Before the Earthquakes return to MLS action this weekend against the New England Revolution, they welcome back Real Salt Lake to Buck Shaw Stadium for a midweek Lamar Hunt U.S. Open Cup play-in match. Defeat RSL on Wednesday, and the Quakes advance to face either FC Dallas or DC United on the road with the winner entering the tournament at the round-of-16 stage. For San Jose, maneuvering through these two play-in games successfully would mark their first entry into the Cup tournament since 2005.
After two straight years of first-game eliminations, the Earthquakes can make amends by beating RSL and in some small measure, gain some revenge for their loss to the Utah club in the first round of qualifying for the 2008 U.S. Cup tournament. Most of us remember that match for the horrific collision between Quakes defenders Ryan Cochrane and Jay Ayers that left both players with significant head injuries. The team never recovered from that early incident and was subsequently dispatched by a final score of 4-0.
Last season, the Earthquakes hosted the New York Red Bulls in late April, but could not handle a team that would finish the 2009 MLS season as the worst road team in the league. The final score that night was 2-1 in favor of the Energy Drinks, as a late John Wolyniec goal eliminated the Quakes from the competition.
In both 2008 and 2009, the Earthquakes did not field their regular starting XI in these matches, instead choosing to go with a mostly reserve squad. In the stands, the number of supporters on hand could almost be counted on one hand -- I may be slightly exaggerating here. The question arises; do the teams or their fans care about qualifying for the longest running soccer tournament in the United States?
The Lamar Hunt U.S. Open Cup as it is now called has been contested since 1914. Arguably, interest in the tournament has been tepid at best since World War II. Since the inception of MLS in 1996, top-flight professional teams have entered the ranks of the competitors, with the league's teams winning all but one final in those 14 years.

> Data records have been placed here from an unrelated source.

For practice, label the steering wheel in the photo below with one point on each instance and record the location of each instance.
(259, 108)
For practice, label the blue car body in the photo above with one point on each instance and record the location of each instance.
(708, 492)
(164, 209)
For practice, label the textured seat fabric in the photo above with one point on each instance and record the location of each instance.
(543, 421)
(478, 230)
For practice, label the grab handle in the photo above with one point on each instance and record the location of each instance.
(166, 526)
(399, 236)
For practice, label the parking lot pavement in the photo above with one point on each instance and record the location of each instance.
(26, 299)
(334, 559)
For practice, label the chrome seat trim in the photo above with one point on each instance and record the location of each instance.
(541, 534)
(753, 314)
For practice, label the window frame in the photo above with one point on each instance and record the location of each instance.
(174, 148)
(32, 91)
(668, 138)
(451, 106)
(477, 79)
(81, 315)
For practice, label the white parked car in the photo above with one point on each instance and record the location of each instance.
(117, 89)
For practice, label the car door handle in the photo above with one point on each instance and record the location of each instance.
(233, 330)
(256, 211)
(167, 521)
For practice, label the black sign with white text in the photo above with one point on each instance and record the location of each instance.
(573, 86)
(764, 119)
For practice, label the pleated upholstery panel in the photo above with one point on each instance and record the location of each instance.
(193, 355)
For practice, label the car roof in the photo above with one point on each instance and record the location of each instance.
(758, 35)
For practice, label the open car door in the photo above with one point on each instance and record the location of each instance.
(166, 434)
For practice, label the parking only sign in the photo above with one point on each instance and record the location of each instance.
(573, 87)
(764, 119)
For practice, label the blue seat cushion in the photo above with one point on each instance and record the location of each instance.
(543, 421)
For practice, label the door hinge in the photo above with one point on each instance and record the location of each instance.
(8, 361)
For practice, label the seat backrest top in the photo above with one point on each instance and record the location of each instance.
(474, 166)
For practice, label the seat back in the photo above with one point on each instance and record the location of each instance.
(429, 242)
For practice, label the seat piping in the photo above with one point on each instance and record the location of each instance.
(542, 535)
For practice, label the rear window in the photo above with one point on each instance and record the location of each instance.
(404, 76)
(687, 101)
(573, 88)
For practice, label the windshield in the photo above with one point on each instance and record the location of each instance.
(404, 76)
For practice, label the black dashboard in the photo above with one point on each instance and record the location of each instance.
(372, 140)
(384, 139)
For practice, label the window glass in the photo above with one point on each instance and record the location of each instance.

Attention and attendances were barely noticeable throughout the modern stretch of tournaments, with only last season's attendance of 17,329 in the final between the Seattle Sounders and DC United garnering a crowd approaching the historical high of 21,583 in the 1929 final. To put that in perspective, the previous year's final, also played by DC United in RFK Stadium attracted just 8,212 hardy souls.
MLS teams in the tournament tend not to feature their regulars in these matches, save for the semi-finals and finals, so perhaps fans are excused for not showing an interest in attending these games. However, it seems clear that many of the clubs see little to be gained by going all out in the U.S. Open Cup when the MLS Playoff Cup is the true measure of the league's champion. Why risk injury in what many in soccer still consider a glorified exhibition competition?
Last year, the tournament received a publicity boost when the most followed franchise, the Seattle Sounders, stated their intention to bring their first hardware since joining MLS to the Emerald City. A third round contest away to the Portland Timbers sold out the USL-1 clubs stadium as fans from both sides reveled in the chance to see their clubs progress in the tournament. As the field narrowed to the two finalists, web-sites sprung up promoting the two participants, and fan rivalry finally reached a feverous high. As mentioned above, the attendance at cavernous RFK Stadium was the highest for an Open Cup final since earlier last century. In an exciting game, Seattle captured the trophy with a 2-1 victory.
The United States Soccer Federation (USSF) is the governing body behind the tournament. For many years it has been promoted as the National Championship, but still receives little attention outside of a hard core group of soccer supporters. Unlike the FA Cup in England, or the Copa Del Rey in Spain, where the final stages of the tournament are played out before a rapt national audience, the U.S. Open Cup continues to lose money financially for the USSF.
Do you, the fan of top-flight American soccer, care about this competition? Will you be there Wednesday night to watch the Earthquakes try to dispatch of Real Salt Lake? Do you want to see Coach Frank Yallop put out a top-notch starting XI against the defending MLS Cup champions with a chance to advance toward the "soccer sweet 16" coming this June? The Seattle Sounders organization and its fans proved to us in 2009 that this long running tournament could be special. I hope all MLS teams took notice and work to make 2010 the beginning of the reemergence of the Lamar Hunt U.S. Open Cup as the finest soccer tournament in our nation.